National Key Laboratory of Intelligent Tracking and Forecasting for Infectious Diseases, State Key Laboratory for Biocontrol, School of Medicine, Shenzhen Campus of Sun Yat-sen University, Sun Yat-sen University, Shenzhen, China.
Apsara Lab, Alibaba Cloud Intelligence, Alibaba Group, Hangzhou, China.
Cell. 2024 Nov 27;187(24):6929-6942.e16. doi: 10.1016/j.cell.2024.09.027. Epub 2024 Oct 9.
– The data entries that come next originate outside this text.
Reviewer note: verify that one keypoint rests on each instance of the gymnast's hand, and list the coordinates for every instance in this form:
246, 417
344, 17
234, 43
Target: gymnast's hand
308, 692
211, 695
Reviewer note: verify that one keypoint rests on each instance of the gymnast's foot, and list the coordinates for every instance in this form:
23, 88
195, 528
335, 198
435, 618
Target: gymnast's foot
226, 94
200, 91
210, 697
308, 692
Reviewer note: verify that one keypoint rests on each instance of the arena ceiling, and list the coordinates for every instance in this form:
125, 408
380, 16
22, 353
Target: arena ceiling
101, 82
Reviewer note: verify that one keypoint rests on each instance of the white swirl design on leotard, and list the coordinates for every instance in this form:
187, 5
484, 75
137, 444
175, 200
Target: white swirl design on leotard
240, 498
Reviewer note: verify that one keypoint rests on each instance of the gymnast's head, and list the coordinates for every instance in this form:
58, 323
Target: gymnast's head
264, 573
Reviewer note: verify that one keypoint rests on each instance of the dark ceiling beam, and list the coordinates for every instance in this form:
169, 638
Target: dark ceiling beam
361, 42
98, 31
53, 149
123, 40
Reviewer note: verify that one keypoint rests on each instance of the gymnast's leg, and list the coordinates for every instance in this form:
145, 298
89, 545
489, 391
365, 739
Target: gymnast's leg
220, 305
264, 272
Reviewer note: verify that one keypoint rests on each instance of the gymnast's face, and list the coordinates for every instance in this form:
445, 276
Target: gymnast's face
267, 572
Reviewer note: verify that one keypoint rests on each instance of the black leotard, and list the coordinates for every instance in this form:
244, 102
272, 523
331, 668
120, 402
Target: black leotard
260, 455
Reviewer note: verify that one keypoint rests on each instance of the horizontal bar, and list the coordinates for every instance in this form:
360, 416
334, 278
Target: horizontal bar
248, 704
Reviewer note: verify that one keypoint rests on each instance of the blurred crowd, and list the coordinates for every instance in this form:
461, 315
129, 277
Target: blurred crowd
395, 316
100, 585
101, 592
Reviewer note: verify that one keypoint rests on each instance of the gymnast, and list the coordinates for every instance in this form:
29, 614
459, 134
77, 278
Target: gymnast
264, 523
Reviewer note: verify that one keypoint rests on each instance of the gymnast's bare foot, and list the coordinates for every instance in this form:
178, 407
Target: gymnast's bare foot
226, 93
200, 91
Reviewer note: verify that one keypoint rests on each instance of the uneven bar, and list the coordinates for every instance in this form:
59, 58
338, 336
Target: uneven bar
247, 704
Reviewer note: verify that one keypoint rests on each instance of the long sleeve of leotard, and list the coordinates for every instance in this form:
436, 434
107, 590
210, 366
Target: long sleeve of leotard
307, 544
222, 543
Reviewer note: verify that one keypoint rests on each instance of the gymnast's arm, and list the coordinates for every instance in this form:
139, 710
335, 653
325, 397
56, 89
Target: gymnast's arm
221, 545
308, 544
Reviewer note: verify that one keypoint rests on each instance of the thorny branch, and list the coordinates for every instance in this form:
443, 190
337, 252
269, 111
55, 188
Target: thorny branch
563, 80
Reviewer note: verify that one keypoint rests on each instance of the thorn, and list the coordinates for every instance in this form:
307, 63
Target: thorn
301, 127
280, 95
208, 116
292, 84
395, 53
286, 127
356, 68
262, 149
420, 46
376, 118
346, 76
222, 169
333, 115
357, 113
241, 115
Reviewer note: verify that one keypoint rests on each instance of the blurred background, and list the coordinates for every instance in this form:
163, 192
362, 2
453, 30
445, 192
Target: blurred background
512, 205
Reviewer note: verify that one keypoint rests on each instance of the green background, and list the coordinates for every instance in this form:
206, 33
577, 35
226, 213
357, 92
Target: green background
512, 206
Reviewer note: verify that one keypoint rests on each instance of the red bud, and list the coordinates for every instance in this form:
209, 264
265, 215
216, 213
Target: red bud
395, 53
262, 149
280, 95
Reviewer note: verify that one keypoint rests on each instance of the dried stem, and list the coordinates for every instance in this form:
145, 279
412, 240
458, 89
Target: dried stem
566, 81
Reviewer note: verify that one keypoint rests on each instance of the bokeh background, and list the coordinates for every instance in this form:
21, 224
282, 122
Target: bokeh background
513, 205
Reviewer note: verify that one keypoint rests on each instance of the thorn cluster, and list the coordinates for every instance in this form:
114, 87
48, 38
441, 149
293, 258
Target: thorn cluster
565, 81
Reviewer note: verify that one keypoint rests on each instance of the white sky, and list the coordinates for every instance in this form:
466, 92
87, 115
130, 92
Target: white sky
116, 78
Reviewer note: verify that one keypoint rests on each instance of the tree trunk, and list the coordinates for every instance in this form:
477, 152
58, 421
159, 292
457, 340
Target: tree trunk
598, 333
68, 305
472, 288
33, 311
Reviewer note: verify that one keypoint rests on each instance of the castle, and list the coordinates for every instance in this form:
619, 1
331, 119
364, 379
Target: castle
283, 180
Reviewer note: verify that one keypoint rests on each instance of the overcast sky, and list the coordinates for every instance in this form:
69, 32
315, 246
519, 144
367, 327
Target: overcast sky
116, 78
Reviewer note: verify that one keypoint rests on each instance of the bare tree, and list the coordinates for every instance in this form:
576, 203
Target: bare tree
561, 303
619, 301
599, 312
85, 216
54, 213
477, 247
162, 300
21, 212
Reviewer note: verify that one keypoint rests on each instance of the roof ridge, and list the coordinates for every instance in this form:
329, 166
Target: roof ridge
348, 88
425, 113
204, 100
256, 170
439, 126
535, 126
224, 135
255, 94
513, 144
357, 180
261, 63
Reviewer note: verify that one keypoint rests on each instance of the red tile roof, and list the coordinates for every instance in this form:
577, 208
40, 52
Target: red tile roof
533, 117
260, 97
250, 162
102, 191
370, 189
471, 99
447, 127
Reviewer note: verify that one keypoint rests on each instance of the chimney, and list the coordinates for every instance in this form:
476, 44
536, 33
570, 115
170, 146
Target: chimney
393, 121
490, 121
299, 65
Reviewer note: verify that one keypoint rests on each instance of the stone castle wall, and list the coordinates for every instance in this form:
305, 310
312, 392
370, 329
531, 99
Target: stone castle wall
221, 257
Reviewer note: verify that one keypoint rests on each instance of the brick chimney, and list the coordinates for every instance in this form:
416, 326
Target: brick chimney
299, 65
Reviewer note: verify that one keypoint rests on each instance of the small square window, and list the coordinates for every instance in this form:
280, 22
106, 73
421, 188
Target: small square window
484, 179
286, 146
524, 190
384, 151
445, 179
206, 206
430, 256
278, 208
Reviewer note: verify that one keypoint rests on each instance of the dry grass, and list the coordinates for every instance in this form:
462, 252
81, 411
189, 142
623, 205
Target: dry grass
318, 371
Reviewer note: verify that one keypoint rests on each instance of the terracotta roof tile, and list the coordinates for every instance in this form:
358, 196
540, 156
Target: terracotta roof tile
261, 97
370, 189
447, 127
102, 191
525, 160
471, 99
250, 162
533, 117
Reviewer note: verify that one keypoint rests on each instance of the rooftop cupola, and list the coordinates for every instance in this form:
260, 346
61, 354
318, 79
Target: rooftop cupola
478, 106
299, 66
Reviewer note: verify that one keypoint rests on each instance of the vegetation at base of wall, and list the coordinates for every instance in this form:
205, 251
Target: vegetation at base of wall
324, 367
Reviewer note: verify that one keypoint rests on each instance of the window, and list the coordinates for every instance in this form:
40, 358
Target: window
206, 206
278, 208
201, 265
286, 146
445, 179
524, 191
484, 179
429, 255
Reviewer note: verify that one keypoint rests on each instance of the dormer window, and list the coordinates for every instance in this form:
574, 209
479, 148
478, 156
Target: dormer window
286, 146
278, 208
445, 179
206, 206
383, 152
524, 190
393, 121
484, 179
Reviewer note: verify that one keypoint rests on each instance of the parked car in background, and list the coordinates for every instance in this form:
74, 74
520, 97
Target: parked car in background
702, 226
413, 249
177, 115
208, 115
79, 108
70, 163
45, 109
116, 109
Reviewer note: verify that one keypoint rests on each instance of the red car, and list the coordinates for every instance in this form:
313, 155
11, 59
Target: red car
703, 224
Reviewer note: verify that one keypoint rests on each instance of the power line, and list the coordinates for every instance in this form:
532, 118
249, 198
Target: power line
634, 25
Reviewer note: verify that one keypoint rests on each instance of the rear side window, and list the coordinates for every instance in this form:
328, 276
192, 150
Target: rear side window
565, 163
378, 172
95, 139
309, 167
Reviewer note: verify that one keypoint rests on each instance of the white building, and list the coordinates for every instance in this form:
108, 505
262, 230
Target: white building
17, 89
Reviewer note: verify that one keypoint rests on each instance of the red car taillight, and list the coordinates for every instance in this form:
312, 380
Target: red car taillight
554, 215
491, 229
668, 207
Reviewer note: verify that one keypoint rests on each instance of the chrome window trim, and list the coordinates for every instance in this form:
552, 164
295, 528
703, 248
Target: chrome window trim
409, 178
Current metagenomic tools can fail to identify highly divergent RNA viruses. We developed a deep learning algorithm, termed LucaProt, to discover highly divergent RNA-dependent RNA polymerase (RdRP) sequences in 10,487 metatranscriptomes generated from diverse global ecosystems. LucaProt integrates both sequence and predicted structural information, enabling the accurate detection of RdRP sequences. Using this approach, we identified 161,979 potential RNA virus species and 180 RNA virus supergroups, including many previously poorly studied groups, as well as RNA virus genomes of exceptional length (up to 47,250 nucleotides) and genomic complexity. A subset of these novel RNA viruses was confirmed by RT-PCR and RNA/DNA sequencing. Newly discovered RNA viruses were present in diverse environments, including air, hot springs, and hydrothermal vents, with virus diversity and abundance varying substantially among ecosystems. This study advances virus discovery, highlights the scale of the virosphere, and provides computational tools to better document the global RNA virome.
目前的宏基因组工具可能无法识别高度分化的 RNA 病毒。我们开发了一种深度学习算法,称为 LucaProt,用于在来自全球不同生态系统的 10487 个宏转录组中发现高度分化的 RNA 依赖性 RNA 聚合酶 (RdRP) 序列。LucaProt 整合了序列和预测的结构信息,能够准确检测 RdRP 序列。使用这种方法,我们鉴定了 161979 种潜在的 RNA 病毒物种和 180 种 RNA 病毒超组,包括许多以前研究较少的组,以及异常长度(长达 47250 个核苷酸)和基因组复杂性的 RNA 病毒基因组。这些新的 RNA 病毒的一部分通过 RT-PCR 和 RNA/DNA 测序得到了证实。新发现的 RNA 病毒存在于各种环境中,包括空气、温泉和热液喷口,不同生态系统之间的病毒多样性和丰度差异很大。本研究推进了病毒的发现,强调了病毒圈的规模,并提供了计算工具来更好地记录全球的 RNA 病毒组。